44:52 CHARLIE: I think it's often assuming that navigation is simpler than it is and not realizing how many corner cases matter and how all of these different features that have built on top of navigation interact with each other. So I think that's where we spend a lot of our time these days beyond the we want to improve site isolation. We want to make these abstractions easier for other people to understand. So I think that's one of the big challenges now is how many different directions the navigation code has been pulled and how those things interact with each other.

45:24 SHARON: Right. And that's kind of - was intentional initially, right? You don't want everyone who works on Chrome to have to know how all of this works, but then when you hide it so well, they're like, oh, this is fine. I'll just do my thing. It'll just be my one thing, but then everyone has such a thing, and then it becomes too many things. Yeah, I used to work on a different part of Chrome that was not related to this, and you see some of these big classes, like web content or whatever. You're like, oh, I'll just get what I need from that, and things will be fine, but you just don't even have any idea of all the things that could go wrong. So it's cool that someone is out here trying to keep that under control.
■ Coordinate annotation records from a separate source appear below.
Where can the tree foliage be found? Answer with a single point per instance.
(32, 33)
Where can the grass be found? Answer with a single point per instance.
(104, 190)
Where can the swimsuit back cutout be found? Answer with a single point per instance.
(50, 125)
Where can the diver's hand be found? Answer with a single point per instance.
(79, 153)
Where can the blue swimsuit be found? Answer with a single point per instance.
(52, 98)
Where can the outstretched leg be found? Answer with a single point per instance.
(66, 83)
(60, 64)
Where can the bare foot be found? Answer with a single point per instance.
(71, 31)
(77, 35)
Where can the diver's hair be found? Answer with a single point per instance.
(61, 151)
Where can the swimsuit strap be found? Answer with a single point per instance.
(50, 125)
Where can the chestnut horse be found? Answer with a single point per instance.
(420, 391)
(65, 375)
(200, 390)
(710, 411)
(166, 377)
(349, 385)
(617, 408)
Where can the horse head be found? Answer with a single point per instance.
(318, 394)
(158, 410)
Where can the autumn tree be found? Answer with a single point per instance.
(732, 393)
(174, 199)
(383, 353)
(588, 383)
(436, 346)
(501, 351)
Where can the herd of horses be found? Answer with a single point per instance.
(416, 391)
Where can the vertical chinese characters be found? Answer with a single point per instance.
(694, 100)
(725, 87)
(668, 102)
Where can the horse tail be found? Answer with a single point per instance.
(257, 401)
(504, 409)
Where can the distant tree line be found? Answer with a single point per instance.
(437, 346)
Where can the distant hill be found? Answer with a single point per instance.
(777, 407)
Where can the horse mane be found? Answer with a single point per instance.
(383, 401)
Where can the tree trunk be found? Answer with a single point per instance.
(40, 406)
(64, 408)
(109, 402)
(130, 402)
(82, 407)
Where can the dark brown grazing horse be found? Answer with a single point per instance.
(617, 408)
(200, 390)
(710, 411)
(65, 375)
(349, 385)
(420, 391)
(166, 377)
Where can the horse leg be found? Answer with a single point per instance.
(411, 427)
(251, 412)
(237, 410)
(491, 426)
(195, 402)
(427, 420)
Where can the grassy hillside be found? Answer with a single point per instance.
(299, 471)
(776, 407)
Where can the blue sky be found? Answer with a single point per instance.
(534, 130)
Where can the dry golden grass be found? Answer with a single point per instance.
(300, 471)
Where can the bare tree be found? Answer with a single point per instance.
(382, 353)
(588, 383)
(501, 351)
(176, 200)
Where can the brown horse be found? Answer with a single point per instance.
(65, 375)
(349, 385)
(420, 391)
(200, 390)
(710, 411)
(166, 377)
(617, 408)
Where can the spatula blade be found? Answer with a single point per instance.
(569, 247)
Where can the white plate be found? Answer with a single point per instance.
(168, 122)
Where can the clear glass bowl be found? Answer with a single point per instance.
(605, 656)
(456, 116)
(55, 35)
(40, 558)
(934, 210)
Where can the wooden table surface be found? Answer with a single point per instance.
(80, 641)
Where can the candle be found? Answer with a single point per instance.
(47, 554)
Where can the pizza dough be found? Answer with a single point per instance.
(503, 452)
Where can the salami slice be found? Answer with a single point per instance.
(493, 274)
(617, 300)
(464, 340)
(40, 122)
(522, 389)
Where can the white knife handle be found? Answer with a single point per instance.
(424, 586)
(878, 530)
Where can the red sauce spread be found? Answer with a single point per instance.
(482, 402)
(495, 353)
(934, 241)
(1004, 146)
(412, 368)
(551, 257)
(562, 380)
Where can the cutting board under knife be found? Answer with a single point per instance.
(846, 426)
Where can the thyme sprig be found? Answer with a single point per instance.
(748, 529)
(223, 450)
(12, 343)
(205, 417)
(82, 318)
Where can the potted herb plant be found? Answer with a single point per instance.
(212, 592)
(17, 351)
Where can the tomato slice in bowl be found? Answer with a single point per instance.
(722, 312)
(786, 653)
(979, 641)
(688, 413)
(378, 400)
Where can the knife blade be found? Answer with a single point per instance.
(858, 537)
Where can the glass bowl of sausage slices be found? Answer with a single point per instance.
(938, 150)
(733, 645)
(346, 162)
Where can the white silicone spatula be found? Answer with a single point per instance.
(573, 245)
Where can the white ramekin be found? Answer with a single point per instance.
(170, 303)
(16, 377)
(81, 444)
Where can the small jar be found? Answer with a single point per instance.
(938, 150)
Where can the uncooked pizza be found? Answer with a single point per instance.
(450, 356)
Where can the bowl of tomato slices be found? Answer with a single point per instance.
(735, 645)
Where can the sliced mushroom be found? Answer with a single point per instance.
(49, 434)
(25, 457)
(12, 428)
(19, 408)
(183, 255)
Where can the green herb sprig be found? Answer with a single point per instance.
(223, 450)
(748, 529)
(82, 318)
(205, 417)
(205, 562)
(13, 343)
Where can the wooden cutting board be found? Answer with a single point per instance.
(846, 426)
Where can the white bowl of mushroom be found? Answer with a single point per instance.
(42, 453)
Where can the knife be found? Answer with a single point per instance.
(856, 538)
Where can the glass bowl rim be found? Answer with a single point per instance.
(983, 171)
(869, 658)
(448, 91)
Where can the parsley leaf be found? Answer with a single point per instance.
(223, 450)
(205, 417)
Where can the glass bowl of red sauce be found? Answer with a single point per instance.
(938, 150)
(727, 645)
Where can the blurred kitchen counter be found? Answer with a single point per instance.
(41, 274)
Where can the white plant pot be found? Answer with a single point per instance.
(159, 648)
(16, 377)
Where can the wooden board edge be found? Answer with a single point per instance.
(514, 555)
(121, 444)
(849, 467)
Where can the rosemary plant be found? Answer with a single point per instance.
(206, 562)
46:00 CHARLIE: And I'm glad there's a lot of efforts to try to improve the APIs for how we expose these things, web content to web content, observer which is growing into quite a large API with many users, looking at ways to make these APIs easier to use and harder to make mistakes with. So I think those are worthwhile efforts.

46:20 SHARON: OK. Cool. Well, I think that covers all of it. Now, folks know how isolation works. Problem solved. This is great. All right, thank you very much. Great.

46:34 CHARLIE: Thanks. Oh, no. What? OK, hold on.